I’m encountering a connection problem while attempting to execute a Pipeline configured to FTP files to my own FTP Server. I followed the prescribed steps, including adding the IP range 188.8.131.52/24 to my FTP Server’s whitelist. However, the pipeline is still unable to establish a connection with the server.
In an effort to troubleshoot the issue, I set up a test FTP Server and directed the Pipeline to FTP files to this test server. When examining the server’s logs, I noticed incoming IPs that were not in line with the IP ranges mentioned in the reference article. These IPs include:
These IPs appear to be different from what was originally specified.
To ensure the successful functioning of my Pipeline for FTP operations to my target FTP Server, I’m seeking guidance on which IP range or domain I should include in the whitelist. It seems there might be variations from the expected IP ranges, and I want to ensure that the connection is established securely and reliably. Any advice on this matter would be greatly appreciated.
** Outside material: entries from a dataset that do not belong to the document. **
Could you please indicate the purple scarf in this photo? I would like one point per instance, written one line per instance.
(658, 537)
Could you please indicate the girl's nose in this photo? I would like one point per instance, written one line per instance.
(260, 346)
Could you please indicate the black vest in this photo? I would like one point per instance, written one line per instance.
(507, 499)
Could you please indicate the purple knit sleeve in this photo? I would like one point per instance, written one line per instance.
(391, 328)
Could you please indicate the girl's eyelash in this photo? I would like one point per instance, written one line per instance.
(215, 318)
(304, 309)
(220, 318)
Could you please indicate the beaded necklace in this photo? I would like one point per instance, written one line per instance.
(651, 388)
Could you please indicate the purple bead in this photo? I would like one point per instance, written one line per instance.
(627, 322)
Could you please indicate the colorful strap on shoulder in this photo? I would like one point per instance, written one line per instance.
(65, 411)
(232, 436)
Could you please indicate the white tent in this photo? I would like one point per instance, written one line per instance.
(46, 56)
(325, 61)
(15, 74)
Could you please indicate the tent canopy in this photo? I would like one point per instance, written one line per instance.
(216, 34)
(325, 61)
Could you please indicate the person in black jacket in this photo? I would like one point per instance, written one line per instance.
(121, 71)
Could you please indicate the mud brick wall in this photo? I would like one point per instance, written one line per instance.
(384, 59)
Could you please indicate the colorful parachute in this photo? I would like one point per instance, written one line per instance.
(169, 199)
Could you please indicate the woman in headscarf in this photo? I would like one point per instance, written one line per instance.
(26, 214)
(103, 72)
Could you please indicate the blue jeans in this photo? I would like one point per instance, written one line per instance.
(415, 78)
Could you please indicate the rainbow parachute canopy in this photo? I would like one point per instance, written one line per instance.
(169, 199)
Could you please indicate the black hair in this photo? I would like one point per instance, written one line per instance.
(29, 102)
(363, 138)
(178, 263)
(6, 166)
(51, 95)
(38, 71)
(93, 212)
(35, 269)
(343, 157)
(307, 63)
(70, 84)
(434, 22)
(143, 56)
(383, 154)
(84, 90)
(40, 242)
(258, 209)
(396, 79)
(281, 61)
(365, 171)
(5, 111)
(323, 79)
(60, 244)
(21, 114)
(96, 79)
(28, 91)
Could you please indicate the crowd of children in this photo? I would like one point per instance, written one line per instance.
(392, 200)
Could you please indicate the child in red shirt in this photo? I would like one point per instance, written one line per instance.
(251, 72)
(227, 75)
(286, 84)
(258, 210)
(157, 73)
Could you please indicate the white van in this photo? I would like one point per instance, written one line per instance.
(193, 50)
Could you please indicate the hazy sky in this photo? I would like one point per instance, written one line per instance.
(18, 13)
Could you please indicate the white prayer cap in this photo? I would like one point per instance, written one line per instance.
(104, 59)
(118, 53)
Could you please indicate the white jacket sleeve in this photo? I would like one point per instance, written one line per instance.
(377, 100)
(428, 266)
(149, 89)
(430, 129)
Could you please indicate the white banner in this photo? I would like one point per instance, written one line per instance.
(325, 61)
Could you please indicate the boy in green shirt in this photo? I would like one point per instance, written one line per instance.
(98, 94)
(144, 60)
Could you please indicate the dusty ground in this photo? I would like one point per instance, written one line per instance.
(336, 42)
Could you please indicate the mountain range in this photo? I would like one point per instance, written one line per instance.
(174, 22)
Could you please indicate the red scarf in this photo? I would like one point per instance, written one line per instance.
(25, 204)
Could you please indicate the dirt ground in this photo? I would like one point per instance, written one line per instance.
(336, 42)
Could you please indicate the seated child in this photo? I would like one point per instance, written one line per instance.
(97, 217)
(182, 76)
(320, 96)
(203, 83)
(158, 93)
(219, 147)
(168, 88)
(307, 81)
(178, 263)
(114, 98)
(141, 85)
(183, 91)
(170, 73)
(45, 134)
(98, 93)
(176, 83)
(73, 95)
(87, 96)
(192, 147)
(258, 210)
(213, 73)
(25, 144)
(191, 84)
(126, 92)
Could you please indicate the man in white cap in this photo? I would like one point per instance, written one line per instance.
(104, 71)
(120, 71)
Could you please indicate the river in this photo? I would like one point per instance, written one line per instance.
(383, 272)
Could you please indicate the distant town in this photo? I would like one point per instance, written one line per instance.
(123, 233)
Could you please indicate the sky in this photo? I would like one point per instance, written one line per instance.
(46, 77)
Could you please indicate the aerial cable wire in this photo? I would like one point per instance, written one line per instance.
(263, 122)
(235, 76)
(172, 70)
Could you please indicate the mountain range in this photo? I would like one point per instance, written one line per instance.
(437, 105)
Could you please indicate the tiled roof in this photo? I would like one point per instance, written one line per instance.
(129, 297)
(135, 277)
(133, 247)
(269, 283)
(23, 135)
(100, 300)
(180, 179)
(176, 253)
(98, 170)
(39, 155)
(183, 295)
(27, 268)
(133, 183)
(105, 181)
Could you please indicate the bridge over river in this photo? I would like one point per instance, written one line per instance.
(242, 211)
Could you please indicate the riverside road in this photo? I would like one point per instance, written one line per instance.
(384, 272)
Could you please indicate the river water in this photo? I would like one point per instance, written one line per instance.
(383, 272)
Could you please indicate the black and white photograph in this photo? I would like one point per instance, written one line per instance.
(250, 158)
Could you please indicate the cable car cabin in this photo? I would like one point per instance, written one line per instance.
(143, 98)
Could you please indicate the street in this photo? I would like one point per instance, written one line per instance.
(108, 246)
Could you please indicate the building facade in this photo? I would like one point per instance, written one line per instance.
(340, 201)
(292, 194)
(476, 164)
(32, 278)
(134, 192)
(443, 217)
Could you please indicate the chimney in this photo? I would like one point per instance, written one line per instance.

Solution: Alternative Approach for Addressing FTP Server Whitelisting
While the solution I’m suggesting may not directly resolve your current issue, I’d like to propose an alternative approach that can simplify your setup and improve security.
Whitelisting a large range of public IP addresses on your FTP server can be cumbersome and may not be the most secure option. Instead, consider deploying an Azure resource, such as a Virtual Machine (VM), and install the Azure DevOps agent on it. Here’s how it works:
Step 1: Azure VM Deployment: Set up an Azure Virtual Machine that you have full control over. This VM will act as a dedicated environment for your pipeline.
Step 2: Azure DevOps Agent: Install the Azure DevOps agent on the VM. This agent will allow you to run your pipeline on the VM.
Step 3: Static Public IP: Configure the Azure VM to use a static public IP address. With a static IP, you only need to whitelist this single IP address on your FTP server, improving security.
Step 4: Cost Management: You can optimize costs by powering off the Azure VM when it’s not in use. This can be done manually or automated based on your needs, ensuring cost-efficiency.
By adopting this alternative approach, you can simplify your setup, enhance security, and reduce the complexity associated with whitelisting a large range of IP addresses on your FTP server. This method can provide a more efficient and secure solution for your FTP operations within Azure DevOps.